Re: [RFC][PATCH] iov_iter: Add ITER_MAPPING
From: Matthew Wilcox
Date: Fri Jan 24 2020 - 06:21:18 EST
On Thu, Jan 23, 2020 at 11:04:59AM +0000, David Howells wrote:
> Matthew Wilcox <willy@xxxxxxxxxxxxx> wrote:
>
> > It's perfectly legal to have compound pages in the page cache. Call
> > find_subpage(page, xas.xa_index) unconditionally.
>
> Like this?
>
> #define iterate_mapping(i, n, __v, skip, STEP) { \
> struct page *page; \
> size_t wanted = n, seg, offset; \
> loff_t start = i->mapping_start + skip; \
> pgoff_t index = start >> PAGE_SHIFT; \
> \
> XA_STATE(xas, &i->mapping->i_pages, index); \
> \
> rcu_read_lock(); \
> xas_for_each(&xas, page, ULONG_MAX) { \
I actually quite liked the iterator you had before; I was thinking of
wrapping it up as xas_for_each_contig().
> if (xas_retry(&xas, page) || xa_is_value(page)) { \
> WARN_ON(1); \
> break; \
> } \
Actually, xas_retry() can happen, even with the page itself pinned. It
indicates the xarray data structure changed under you while walking it
and you need to restart the walk from the top (arguably this shouldn't
be exposed to callers at all, and in the future it may not be ... it's
something inherited from the radix tree interface).
So this should be:
if (xas_retry(&xas, page))
continue;
if (WARN_ON(xa_is_value(page)))
break;
> __v.bv_page = find_subpage(page, xas.xa_index); \
Yes.
> offset = (i->mapping_start + skip) & ~PAGE_MASK; \
> seg = PAGE_SIZE - offset; \
> __v.bv_offset = offset; \
> __v.bv_len = min(n, seg); \
> (void)(STEP); \
> n -= __v.bv_len; \
> skip += __v.bv_len; \
> if (n == 0) \
> break; \
> } \
> rcu_read_unlock(); \
> n = wanted - n; \
> }
>
> Note that the walk is not restartable - and the array is supposed to have been
> fully populated by the caller for the range specified - so I've made it print
> a warning and end the loop if xas_retry() or xa_is_value() return true (which
> takes care of the !page case too).
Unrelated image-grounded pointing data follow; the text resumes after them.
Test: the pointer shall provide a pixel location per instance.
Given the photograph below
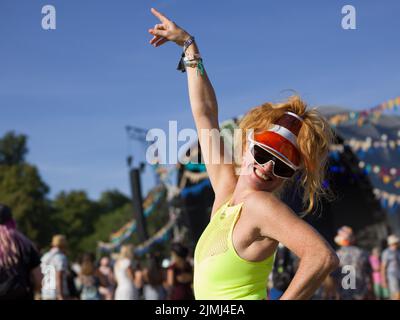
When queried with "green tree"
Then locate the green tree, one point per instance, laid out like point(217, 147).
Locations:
point(75, 214)
point(22, 188)
point(13, 149)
Possibly I could just leave it to fault in
> this case and not check.
>
> If PageHuge(page) is true, I presume I need to support that too. How do I
> find out how big the page is?
PageHuge() is only going to be true for hugetlbfs mappings. I'm OK
with not supporting those for now ... eventually I want to get rid of
the special cases in the page cache for hugetlbfs, but there's about
six other projects standing between me and that.